1. a method for adjusting equipment for water coupling ultrasonic flaw detection of a longitudinal welded pipe is characterized by comprising the following steps of: the equipment adjusting method comprises the following steps:

(1) Selecting a wear-resistant block matched with the outer diameter of the steel pipe to be subjected to flaw detection, and mounting the steel pipe in a central circle of the wear-resistant block;

(2) Selecting a probe with a small sound beam spread angle under the condition that the diameter and the detection frequency of the probe meet the flaw detection requirements, wherein the sound beam spread angle is inversely proportional to the diameter of the probe and the detection frequency of the probe;

(3) Adjusting the horizontal centers of the sound beams of the probes in the same group to enable the horizontal centers of the sound beams of the probes in the same group to be on the same straight line;

(4) Aiming at different detection functions of different probes, a proper coupling monitoring method is selected, namely: carrying out layered flaw detection on the straight probe by using a bottom wave method; selecting a surface wave method for longitudinal flaw detection of the single crystal inclined probe; the method comprises the following steps of (1) carrying out tandem flaw detection on an inclined probe by selecting a wave transmitting method of the same group of probes;

(5) And after the equipment is adjusted, carrying out water coupling ultrasonic flaw detection on the steel pipe.

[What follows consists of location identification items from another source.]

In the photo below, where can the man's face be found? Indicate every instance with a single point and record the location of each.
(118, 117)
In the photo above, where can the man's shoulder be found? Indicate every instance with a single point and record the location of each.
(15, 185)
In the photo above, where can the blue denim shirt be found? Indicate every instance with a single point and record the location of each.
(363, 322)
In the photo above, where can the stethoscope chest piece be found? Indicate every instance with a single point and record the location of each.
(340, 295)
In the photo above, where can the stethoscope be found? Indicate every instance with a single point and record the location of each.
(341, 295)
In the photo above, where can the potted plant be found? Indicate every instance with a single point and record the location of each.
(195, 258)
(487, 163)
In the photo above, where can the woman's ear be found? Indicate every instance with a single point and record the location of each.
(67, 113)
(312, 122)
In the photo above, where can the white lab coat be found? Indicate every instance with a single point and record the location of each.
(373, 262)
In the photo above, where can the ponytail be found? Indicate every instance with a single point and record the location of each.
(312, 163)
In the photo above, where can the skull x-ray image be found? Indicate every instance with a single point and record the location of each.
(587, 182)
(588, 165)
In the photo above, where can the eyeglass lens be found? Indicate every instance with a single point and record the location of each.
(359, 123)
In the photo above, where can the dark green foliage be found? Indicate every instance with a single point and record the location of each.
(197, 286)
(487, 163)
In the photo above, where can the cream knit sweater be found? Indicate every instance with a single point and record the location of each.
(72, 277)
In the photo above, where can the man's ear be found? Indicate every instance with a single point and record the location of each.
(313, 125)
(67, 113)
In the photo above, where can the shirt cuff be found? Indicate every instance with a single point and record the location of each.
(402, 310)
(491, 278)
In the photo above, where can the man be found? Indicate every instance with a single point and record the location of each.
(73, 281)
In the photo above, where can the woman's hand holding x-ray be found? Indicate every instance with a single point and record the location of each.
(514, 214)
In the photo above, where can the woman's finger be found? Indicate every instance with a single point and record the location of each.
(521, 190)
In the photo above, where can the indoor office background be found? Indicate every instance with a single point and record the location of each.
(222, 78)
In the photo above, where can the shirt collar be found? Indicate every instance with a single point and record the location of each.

2. the equipment adjustment method according to claim 1, wherein in the step (1), the wear-resistant blocks are matched with the steel pipes according to the following principle: the outer diameter of the wear-resistant block with the central circle diameter of R is matched with the outer diameter of the steel pipe of R to (R + 50).

3. The apparatus adjusting method according to claim 1, wherein in the step (2), the beam spread angle of the probe is:

θ＝70×v/Df

Where θ is the sound beam spread angle of the probe, v is the ultrasonic propagation velocity, D is the diameter of the probe, and f is the detection frequency of the probe.

4. the method for adjusting equipment according to claim 1, wherein the method for adjusting equipment is characterized in that a water cleaning device is provided, and the water cleaning device is started before flaw detection to clean impurities on the surface of the steel pipe and ensure the cleanliness of the surface of the steel pipe.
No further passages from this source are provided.